В палату вошел новый человек — паренек, казавшийся выше ростом из-за худобы.
— Художник! — позвал Муромец. Я вздрогнул, позабыв, что в армии инкогнито насчет своих талантов. Иначе оглянуться не успеешь — запрут в штабе до дембеля с плакатными перьями и тушью, карты подписывать.
— Чего? — отозвался паренек.
— Закончил стенгазету? Когда моим дембельским альбомом займешься?
— Больно вы скорые! Творческий процесс — это вам не метлой мести.
— Ты своей метлой меньше мети, — посоветовал Муромец. — Хочешь меня без альбома оставить?
— Сделаю, сделаю…
Я вгляделся в лицо собрата, и мне оно не понравилось. Скобка рта загнута уголками книзу. Выражение надменное. «Устал я от вас. Надоели вы мне все», — казалось, хотел бы он сказать. Украдкой глянув на книжки, что он положил на тумбочку, узнал пособие по шрифтам, и «Лениниану» с картинками. Понятно — Ильича срисовывать для стенгазеты. Рисовальщик среднего пошиба. Любой профессиональный художник Ленина нарисует с закрытыми глазами. Вероятно, хлопец устроился на тепленькое местечко в части, потом нашел еще более теплое — в госпитале. Почувствовав свою незаменимость, стал зазнаваться.
Я поймал себя на мысли, что порой накатывает мизантропия. Тревожный симптом. Мизантропию, вероятно, вылечить труднее, чем сифилис.
В Горьком, на нашем «Монмартре» близ художественного салона, братья художники рисовали все больше пейзажи и натюрморты, те хорошо продавались. Я же — «натюр морды». Не имел цели заработать лишнюю копеечку, на сигареты хватало с карандашных портретов за пятнадцать минут. Меня всегда интересовали люди.
Прозвище Лицемер — сижу, мол, целый день лица меряю, — прилипло ко мне. Я не обижался, поскольку сам же его и придумал, о чем не знали те, кто повторял.
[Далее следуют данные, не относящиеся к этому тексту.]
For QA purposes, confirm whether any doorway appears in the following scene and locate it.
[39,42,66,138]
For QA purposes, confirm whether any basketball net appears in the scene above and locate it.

Однако в армии, пожалуй, был риск превратиться из портретиста в карикатуриста.
— А что, художник хорошо рисует? — спросил я у Муромца в очередной перекур, — мы добивали мою пачку «Столичных».
— Да ну! Тут Гоменский спросил его, сможет ли портрет дочки нарисовать. Стал хвостом вилять, типа, это надо долго присматриваться к человеку… Если только с фотографии… В этот момент в сортир вошел сам художник — легок на помине. Муромец слегка смутился, я же сказал, как ни в чем не бывало:
— Да, портрет нарисовать — дело непростое.